– 2 février 2022 –
Comme le rappelait il y a quelques jours à Davos le Secrétaire général des Nations-Unies, le monde est « dans un triste état » en raison « d’une myriade de défis et de problèmes interdépendants ». Dans ce contexte général très inquiétant, attaché exclusivement à l’idée de modifier les conditions de départ en retraite des travailleurs actifs, ce qu’il n’était pas parvenu à faire au cours de son premier mandat, le Président de la République a décidé de mettre à l’ordre du jour une « réforme » que les Français massivement rejettent.
En dépit d’une récession économique qui pointe, d’une inflation qui explose et de la guerre sur le sol européen, le gouvernement sur injonction présidentielle s’attelle donc prioritairement à une prétendue « réforme des retraites » qu’il entend imposer par la voie législative, une fois de plus à coup de 49.3 !
Des objectifs contestables
L’argument majeur pour justifier cette « réforme » est un déficit à venir du système à l’horizon 2030 de 13,5 milliards, alors même qu’il était excédentaire ces dernières années. Le Conseil d’orientation des retraites – organisme public rattaché aux services du Premier ministre – indique pourtant, dans son dernier rapport annuel publié en septembre 2022, que ce déficit à venir est parfaitement absorbable, sans modifier pour autant la structure globale du système.
En revanche, la France a besoin d’améliorer sensiblement le taux d’emploi des travailleurs de plus de 55 ans, un des plus faibles d’Europe, ce qui permettrait d’améliorer encore l’équilibre actuel de l’ensemble du système. Mais cela suppose la prise en compte de la spécificité de cette catégorie particulière de travailleurs, en termes de formation comme de conditions et de temps de travail. Il y a là un champ de négociations collectives certain qu’un gouvernement responsable devrait privilégier.
Une méthode inacceptable
Inquiètes depuis des mois de voir l’idée fixe présidentielle se concrétiser, les organisations syndicales représentatives ont dit, à de multiples reprises, leur commune opposition à une « réforme » que rien ne justifie vraiment. Pour leur part, les mouvements et partis politique de gauche n’ont pas dit autre chose. Pour réduire encore le débat, public comme parlementaire, le gouvernement entend faire adopter cela via un projet de loi de financement de la Sécurité sociale rectificatif (PLFSSR) qui autorisera sans peine l’usage par le gouvernement du fameux article 49.3 de la Constitution.

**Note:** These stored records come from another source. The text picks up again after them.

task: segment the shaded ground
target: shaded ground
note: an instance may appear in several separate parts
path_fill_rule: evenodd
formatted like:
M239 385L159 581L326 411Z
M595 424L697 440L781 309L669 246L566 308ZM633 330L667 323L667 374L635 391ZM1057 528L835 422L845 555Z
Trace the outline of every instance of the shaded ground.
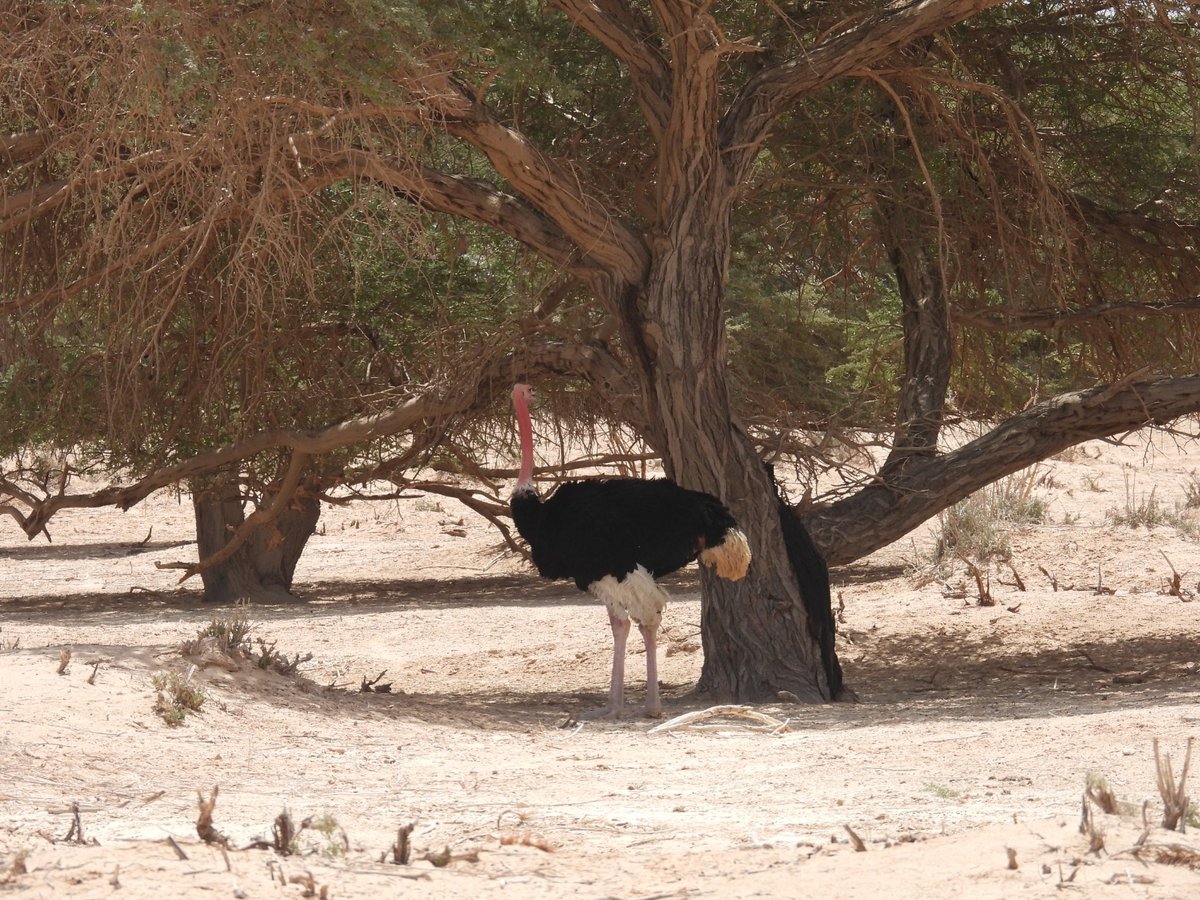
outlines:
M0 532L0 895L107 897L115 879L124 897L299 897L308 873L332 897L1200 896L1186 853L1149 849L1191 834L1154 833L1139 859L1139 817L1103 820L1099 854L1078 833L1090 772L1157 821L1151 742L1178 770L1200 734L1196 469L1173 444L1044 466L1049 522L987 569L994 606L961 565L930 580L929 534L836 571L862 702L763 707L789 723L776 735L568 724L606 689L603 611L448 502L325 511L304 602L249 613L252 636L313 654L293 676L180 656L233 613L154 567L194 556L189 503L64 516L49 546ZM1170 522L1112 523L1148 495ZM668 589L673 716L702 707L699 604L688 573ZM358 691L384 670L393 693ZM154 712L165 672L207 693L178 728ZM196 836L213 785L228 853ZM62 840L72 804L89 843ZM313 820L297 854L240 849L285 807ZM381 862L407 823L413 864ZM422 859L443 848L470 859Z

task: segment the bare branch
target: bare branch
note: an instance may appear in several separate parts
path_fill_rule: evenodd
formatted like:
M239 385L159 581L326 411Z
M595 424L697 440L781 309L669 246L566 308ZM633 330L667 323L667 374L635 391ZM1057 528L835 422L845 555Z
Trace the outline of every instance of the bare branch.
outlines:
M501 520L501 516L508 514L508 505L501 503L494 497L481 495L479 491L470 488L461 488L456 485L443 484L438 481L413 481L409 482L405 487L414 491L424 491L427 494L439 494L443 497L452 497L457 500L467 509L482 516L491 525L500 532L504 538L504 543L514 553L522 556L526 555L526 551L521 545L513 539L512 529L509 525Z
M1061 328L1107 316L1177 316L1200 312L1200 297L1181 297L1149 303L1101 303L1083 309L1028 309L1004 312L955 307L951 318L957 325L985 331L1024 331Z
M29 162L48 146L50 132L44 128L17 134L0 134L0 163L18 165Z
M61 509L94 509L102 506L129 509L161 488L235 465L271 450L291 451L295 465L295 458L319 456L478 410L492 403L514 380L548 372L586 379L593 387L611 396L614 405L624 409L630 421L637 421L631 405L636 396L632 384L621 364L611 354L602 347L590 344L547 342L484 361L471 384L458 383L442 390L415 394L382 412L359 416L320 430L261 431L245 440L165 466L131 485L114 485L86 494L59 491L33 501L30 504L31 511L25 516L10 505L0 507L0 511L13 515L21 523L26 535L32 538L45 529L46 523Z

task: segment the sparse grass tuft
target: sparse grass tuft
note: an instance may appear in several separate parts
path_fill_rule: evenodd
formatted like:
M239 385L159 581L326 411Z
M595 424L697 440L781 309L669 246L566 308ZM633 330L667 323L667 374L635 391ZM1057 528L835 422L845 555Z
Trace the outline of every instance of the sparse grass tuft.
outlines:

Cette volonté de passage en force, sans tenir compte des réserves et des oppositions, est dangereuse pour notre démocratie. Emmanuel Macron a été réélu président de la République pour cinq ans en 2022, c’est incontestable. Mais une bonne part de ses électeurs du second tour ne se sont ralliés à lui que pour éviter l’aventure – qu’ils savent dangereuse – de la droite extrême incarnée par Marine Le Pen, sûrement pas pour une « réforme des retraites » qu’ils ne souhaitent pas.
Tout cela peut sembler loin de Créteil, mais cela nous affecte toutes et tous. Nous sommes citoyens d’ici, mais aussi citoyens français et engagés plus largement dans le monde. S’opposer aujourd’hui à ce projet, c’est refuser une logique de guerre sociale et, à l’inverse, contribuer concrètement à la volonté de vivre tous ensemble, dans la dignité, qui que l’on soit, quel que soit l’âge, et d’où que l’on vienne.
Ce billet a été initialement publié dans le numéro de février 2023 de Vivre Ensemble, le magazine municipal de la ville de Créteil.